See table 1 below for the performance results of the UBCF model.
| x | |
|---|---|
| RMSE | 0.8682038 |
| MSE | 0.7537779 |
| MAE | 0.6706194 |
Next we create the sVD model. After some tuning, k = 20, was utilized in the final SVD model. Table 2 below set forth the performance of the SVD model.
| x | |
|---|---|
| RMSE | 0.8731257 |
| MSE | 0.7623486 |
| MAE | 0.6761709 |
####The result of the speed comparison are interesting. The UCBF model was trained 10x faster than the SVD(0.02 seconds vs 0.20 seconds). However, it also took almost 10x longer for the UCBF model predictions (0.82 second vs 0.09 seconds).
| Run Time |
|---|
| UBCF Model - Training: 0.03 sec elapsed |
| UBCF Model - Predicting: 0.69 sec elapsed |
| SVD Model - Training: 0.21 sec elapsed |
| SVD Model - Predicting: 0.08 sec elapsed |
Now we will make some movie predictions to see if the models produce similar results.
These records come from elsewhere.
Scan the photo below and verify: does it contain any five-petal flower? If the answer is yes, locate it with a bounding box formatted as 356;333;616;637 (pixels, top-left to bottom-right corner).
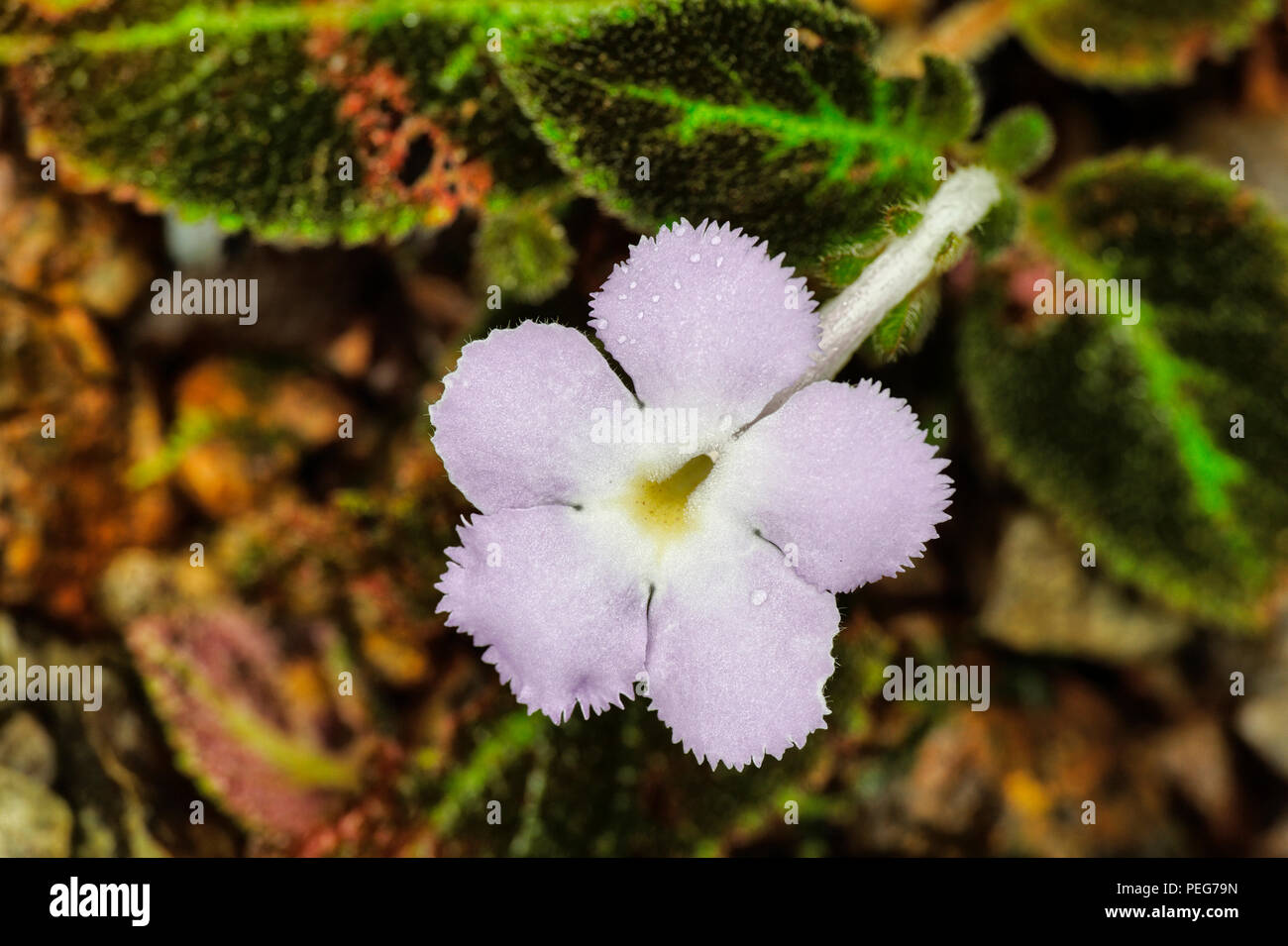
432;221;952;769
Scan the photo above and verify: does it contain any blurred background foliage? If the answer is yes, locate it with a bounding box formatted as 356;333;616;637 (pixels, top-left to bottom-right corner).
0;0;1288;856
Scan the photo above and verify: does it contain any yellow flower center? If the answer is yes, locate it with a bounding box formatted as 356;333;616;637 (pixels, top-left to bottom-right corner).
625;453;712;542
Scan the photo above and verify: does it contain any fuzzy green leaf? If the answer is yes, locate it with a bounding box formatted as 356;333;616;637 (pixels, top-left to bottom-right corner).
1013;0;1275;87
474;189;577;304
961;154;1288;628
502;0;978;273
983;106;1055;177
0;0;582;242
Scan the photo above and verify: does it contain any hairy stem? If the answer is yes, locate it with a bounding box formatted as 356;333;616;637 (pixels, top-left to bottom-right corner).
769;167;1002;410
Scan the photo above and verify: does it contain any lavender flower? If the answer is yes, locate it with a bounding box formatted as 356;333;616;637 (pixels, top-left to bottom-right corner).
432;214;958;770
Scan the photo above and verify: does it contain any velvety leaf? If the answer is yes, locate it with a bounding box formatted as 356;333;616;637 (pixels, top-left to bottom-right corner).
862;279;939;363
961;154;1288;627
126;606;370;840
474;195;577;304
502;0;978;273
983;106;1055;177
1013;0;1275;86
0;0;577;241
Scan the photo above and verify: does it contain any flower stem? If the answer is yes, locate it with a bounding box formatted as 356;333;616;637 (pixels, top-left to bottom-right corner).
770;167;1002;409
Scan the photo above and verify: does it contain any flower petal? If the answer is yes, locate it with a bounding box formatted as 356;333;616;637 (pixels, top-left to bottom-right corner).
429;322;636;512
708;381;953;590
438;506;648;722
647;517;840;770
590;220;819;447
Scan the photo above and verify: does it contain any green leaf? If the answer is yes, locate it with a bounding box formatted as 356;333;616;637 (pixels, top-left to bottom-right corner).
983;106;1055;177
1013;0;1275;87
125;605;370;839
474;189;577;304
863;279;939;363
961;154;1288;628
0;0;580;242
502;0;978;273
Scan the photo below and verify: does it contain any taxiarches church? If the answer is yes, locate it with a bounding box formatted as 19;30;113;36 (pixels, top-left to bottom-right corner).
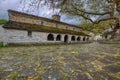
0;10;90;45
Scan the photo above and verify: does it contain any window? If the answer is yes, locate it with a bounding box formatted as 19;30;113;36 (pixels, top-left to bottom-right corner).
28;31;32;37
40;21;44;26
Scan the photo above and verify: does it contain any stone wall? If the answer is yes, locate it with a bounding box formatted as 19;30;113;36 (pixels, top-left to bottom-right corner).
9;13;81;32
3;29;87;45
0;25;3;42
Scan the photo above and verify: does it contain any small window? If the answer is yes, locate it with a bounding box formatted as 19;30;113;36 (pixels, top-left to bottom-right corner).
28;31;32;37
40;21;44;26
Since it’s the 22nd of June, we’ll pick the 22nd user and see how she rated her movies.
Our movie rater appears to be a somewhat generous movie rater or someone who simply likes movies. Of the 22 movies rated 18 were either rated 4 or 5. Dumb & Dumber got a rating of 1, Pulp Fiction and Ace Ventura each earned a 3. This could indicate that our movie rater does like Violent or Comedy movies. There does appear to be a preference for action/suspence, drama and feel good movies.
| Movie | Rating |
|---|---|
| Dumb & Dumber (Dumb and Dumber) (1994) | 1 |
| Pulp Fiction (1994) | 3 |
| Ace Ventura: Pet Detective (1994) | 3 |
| Crimson Tide (1995) | 4 |
| Waterworld (1995) | 4 |
| Interview with the Vampire: The Vampire Chronicles (1994) | 4 |
| Shawshank Redemption, The (1994) | 4 |
| True Lies (1994) | 4 |
| Cliffhanger (1993) | 4 |
| Beauty and the Beast (1991) | 4 |
| Apollo 13 (1995) | 5 |
| Batman Forever (1995) | 5 |
| Die Hard: With a Vengeance (1995) | 5 |
| Net, The (1995) | 5 |
| Outbreak (1995) | 5 |
| Stargate (1994) | 5 |
| Star Trek: Generations (1994) | 5 |
| While You Were Sleeping (1995) | 5 |
| Clear and Present Danger (1994) | 5 |
| Aladdin (1992) | 5 |
| Dances with Wolves (1990) | 5 |
| Batman (1989) | 5 |
mov_recommend1 <- as.data.frame(predUBCF@data[22, ])
colnames(mov_recommend1) <- c("Rating")
mov_recommend1$movieId <- as.integer(rownames(mov_recommend1))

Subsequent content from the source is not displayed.